“Gone! Without bidding me good-bye? Gone to stay? Oh! uncle, how could he? I know you didn’t like him but I did. He was——”
Margot dropped her face in her hands and sobbed bitterly. Then ashamed of her unaccustomed tears she ran out of the house and as far from it as she could. But even the blue herons could give her no amusement, though they stalked gravely up the river bank and posed beside her, where she lay prone and disconsolate in Harmony Hollow. Her squirrels saw and wondered, for she had no returning chatter for them, even when they chased one another over her prostrate person and playfully pulled at her long hair.
“He was the only friend I ever had that was not old and wise in sorrow. It was true he seemed to bring a shadow with him and while he was here I sometimes wished he would go, or had never come; yet now that he has—oh! it’s so awfully, awfully lonesome. Nobody to talk with about my dreams and fancies, nobody to talk nonsense, nobody to teach me any more songs—nobody but just old folks and animals! And he went, he went without a word or a single good-bye!”
It was, indeed, Margot’s first grief; and the fact that her late comrade could leave her so coolly, without even mentioning his plan, hurt her very deeply. But, after awhile, resentment at Adrian’s seeming neglect almost banished her loneliness; and, sitting up, she stared at Xanthippé, poised on one leg before her, apparently asleep but really waiting for anything which might turn up in the shape of dainties.
“Oh! you sweet vixen! but you needn’t pose. There’s no artist here now to sketch you, and I don’t care, not very much, if there isn’t. After all my trying to do him good, praising and blaming and petting, if he was impolite enough to go as he did—— Well, no matter!”

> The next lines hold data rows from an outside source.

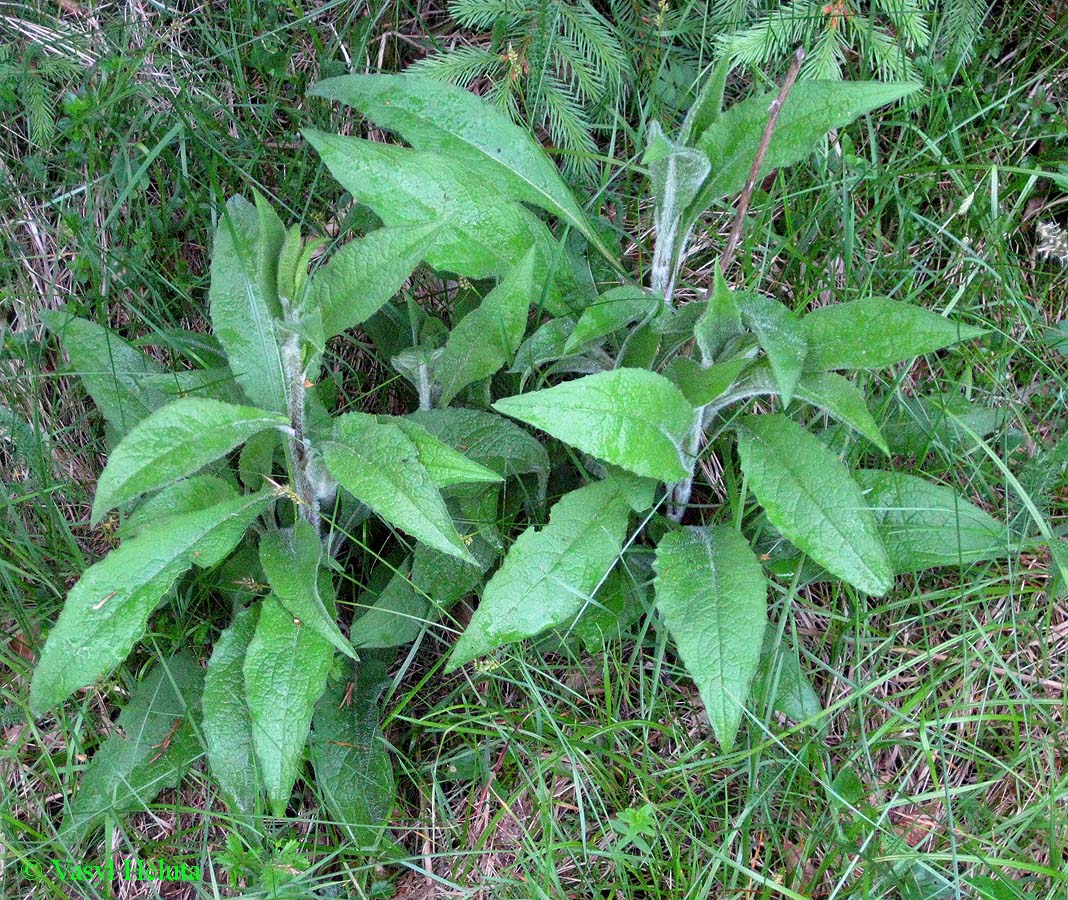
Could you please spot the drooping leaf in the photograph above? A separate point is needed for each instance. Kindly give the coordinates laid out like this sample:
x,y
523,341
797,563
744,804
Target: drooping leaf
x,y
365,273
244,299
712,595
112,370
350,759
877,332
631,417
925,525
781,337
486,338
107,610
549,573
433,115
285,674
152,747
811,496
291,559
228,725
174,441
379,466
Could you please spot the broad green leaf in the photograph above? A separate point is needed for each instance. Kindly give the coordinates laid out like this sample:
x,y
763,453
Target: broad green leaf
x,y
631,417
395,616
244,299
486,338
712,595
187,495
549,573
433,115
107,611
285,674
610,312
174,441
782,679
351,762
481,234
500,445
925,525
702,385
781,336
379,466
112,370
812,110
228,726
365,273
720,321
877,332
291,559
153,745
445,466
810,495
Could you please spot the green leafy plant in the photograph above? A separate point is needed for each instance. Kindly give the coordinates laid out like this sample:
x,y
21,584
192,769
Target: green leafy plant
x,y
239,468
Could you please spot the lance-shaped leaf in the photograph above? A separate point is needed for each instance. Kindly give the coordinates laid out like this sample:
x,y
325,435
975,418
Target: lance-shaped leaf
x,y
925,525
631,417
379,466
433,115
877,332
486,338
811,496
228,726
107,611
113,372
365,273
291,559
350,759
712,595
244,299
152,747
174,441
549,573
285,673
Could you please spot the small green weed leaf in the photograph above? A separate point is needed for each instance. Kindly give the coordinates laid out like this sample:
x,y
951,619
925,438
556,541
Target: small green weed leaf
x,y
172,442
877,332
291,559
811,498
925,525
702,385
720,321
285,674
433,115
812,110
107,610
486,338
365,273
244,299
187,495
445,466
782,337
395,617
549,573
228,725
112,370
351,762
152,747
781,678
712,595
631,417
610,312
379,464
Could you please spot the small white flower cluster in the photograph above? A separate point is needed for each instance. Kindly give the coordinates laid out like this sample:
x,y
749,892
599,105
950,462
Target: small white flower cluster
x,y
1052,241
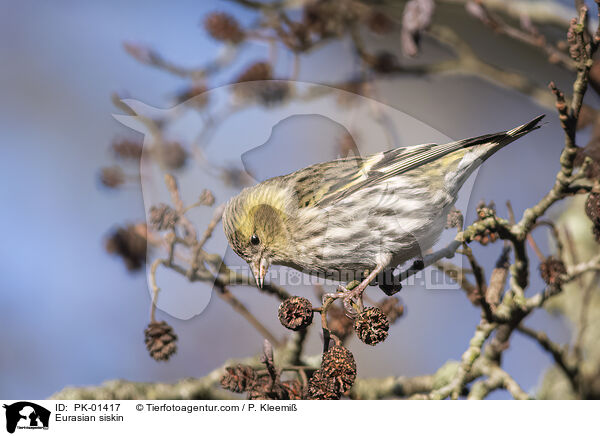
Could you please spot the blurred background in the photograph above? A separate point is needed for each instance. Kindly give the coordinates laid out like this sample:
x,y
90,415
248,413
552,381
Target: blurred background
x,y
73,315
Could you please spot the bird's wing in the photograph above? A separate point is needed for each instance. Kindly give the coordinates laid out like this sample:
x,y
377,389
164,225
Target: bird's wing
x,y
325,183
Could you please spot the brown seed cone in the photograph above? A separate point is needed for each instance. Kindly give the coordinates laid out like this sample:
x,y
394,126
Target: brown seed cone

While this indignation lasted she felt better, but as soon as she came once more in sight of the clearing and of her uncle finishing one of Adrian’s uncompleted tasks, her loneliness returned with double force. It had almost the effect of bodily illness and she had no experience to guide her. With a fresh burst of tears she caught her guardian’s hand and hid her face on his shoulder.
“Oh! it’s so desolate. So empty. Everything’s so changed. Even the Hollow is different and the squirrels seem like strangers. If he had to go, why did he ever, ever come!”
“Why, indeed!”
Mr. Dutton was surprised and frightened by the intensity of her grief. If she could sorrow in this way for a brief friendship, what untold misery might not life have in store for her? There must have been some serious blunder in his training if she were no better fitted than this to face trouble; and for the first time it occurred to him that he should not have kept her from all companions of her own age.